The ideas of economists and political philosophers, both when they are right and when they are wrong, are more powerful than is commonly understood. Indeed the world is ruled by little else. Practical men, who believe themselves to be quite exempt from any intellectual influences, are usually the slaves of some defunct economist. JM Keynes

Ideas are long-lived. They often outlive their originators, and, even when they have proved themselves wrong and dangerous, they are very hard to kill.

Before the global financial crisis ideas like the Efficient Markets Hypothesis and the Great Moderation were very much alive. Their advocates dominated mainstream economics and their influence, acknowledged or not, guided the thinking of the practical men and women whose decisions created a financial system in which tens of trillions of dollars of interlinked obligations were built on a foundation of speculative, or entirely spurious investments, and a global economy in which both households and nations lived far beyond their means.

Today these ideas appear to be defunct. Commentators who were proclaiming, a year or two ago, that the business cycle had been tamed, and replaced by a Great Moderation in economic activity, have admitted their error or, more commonly, moved on to talk of other things. The claim that financial markets make the best possible use of economic information, and can never be subject to irrational bubbles, is rarely made, and usually hedged with all kinds of qualifications and escape clauses.

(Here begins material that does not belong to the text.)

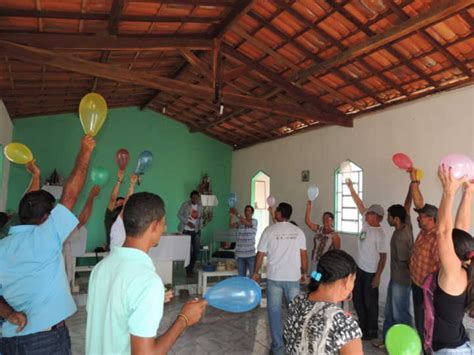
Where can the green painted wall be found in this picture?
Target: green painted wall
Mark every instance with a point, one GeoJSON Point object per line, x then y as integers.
{"type": "Point", "coordinates": [180, 158]}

But habits of mind and thought are hard to change, especially when there is no ready-made alternative. The ideas that brought the global financial system to the brink of meltdown, and have already caused thousands of firms to fail and cost millions of workers their jobs, still underlie the thinking of those who are trying to respond to the crisis and, to a large extent, of the commentators and analysts who assess those responses. These ideas are neither alive nor dead; rather, they are undead, or zombie ideas. Hence the title of this book.

If we are to understand the financial crisis, and avoid the kinds of responses that set the stage for a new and even bigger crisis in a few years time, we must understand the ideas that got us to this point. This book describes six ideas that have played a role … Some of them, like the Efficient Markets Hypothesis and Micro-based macroeconomics belong to the realm of technical economic theory. Others, such as privatisation and central bank independence are specific policy prescriptions, ultimately derived from these abstract ideas. Still others like the Great Moderation and Trickle-down economics, are catchphrases that incorporate a set of claims about how the economy works, or worked in the thirty years or so before the current crisis.

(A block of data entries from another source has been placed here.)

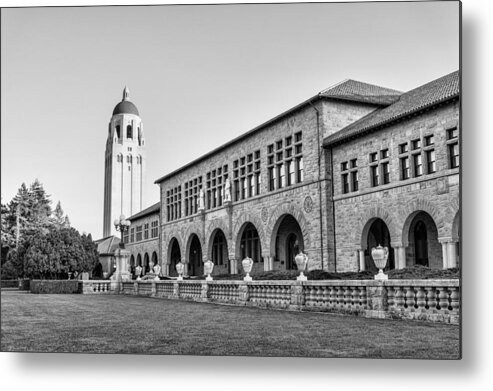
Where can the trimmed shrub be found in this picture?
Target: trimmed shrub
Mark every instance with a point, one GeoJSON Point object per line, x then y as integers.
{"type": "Point", "coordinates": [55, 286]}
{"type": "Point", "coordinates": [9, 283]}
{"type": "Point", "coordinates": [24, 284]}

Together these ideas form a package which has been given various names: : Thatcherism in the United Kingdom, Reaganism in the United State, economic rationalism in Australia, the Washington Consensus in the developing world and “neoliberalism’ in academic discussions. Most of these terms are pejorative, reflecting the fact that it is critics of a dominant theoretical or ideological framework who feel the need to define it and analyse it. Politically dominant elites don’t see themselves as acting ideologically and react with hostility when ideological labels are pinned on them. From the inside, ideology usually looks like common sense. The most neutral term I can find for the set of ideas described by these pejoratives is ‘market liberalism’, and this is the term that will be used in this book.

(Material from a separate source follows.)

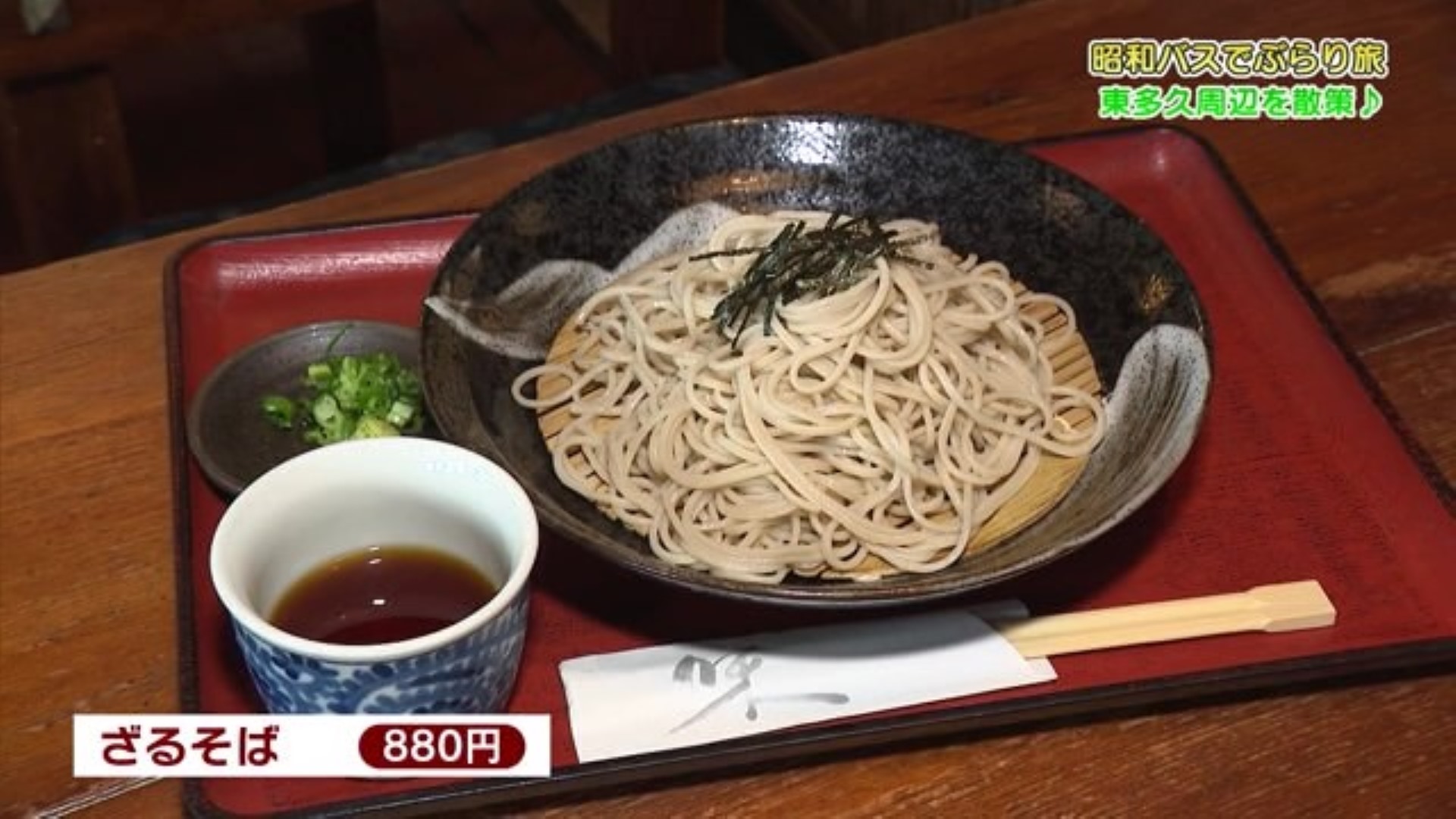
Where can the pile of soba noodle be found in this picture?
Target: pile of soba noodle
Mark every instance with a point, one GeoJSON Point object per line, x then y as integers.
{"type": "Point", "coordinates": [892, 419]}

The book is organised in a way that I hope will help readers to understand how market liberalism depends on ideas that have failed the test of the global financial crisis, and which, if they continue to influence policy, will ensure a repetition of the crisis. Each chapter starts with a section describing the beginnings of the idea, followed by a section on its theoretical and policy implications. The next section describes the failure of the idea. In most cases, problems were evident well before the current crisis, but those who pointed them out were dismissed or ignored. The final section, entitled “What next”, looks at alternative ideas that may point to an alternative to market liberalism. The final chapter, “Economics for the 21st Century” looks more generally at the kind of policy ideas that will be needed in the light of the failure of market liberalism. A simple return to traditional Keynesian economics and the politics of the welfare state will not be sufficient. It is necessary to develop both economic theories and policy programs that respond to the realities of the 21st century economy.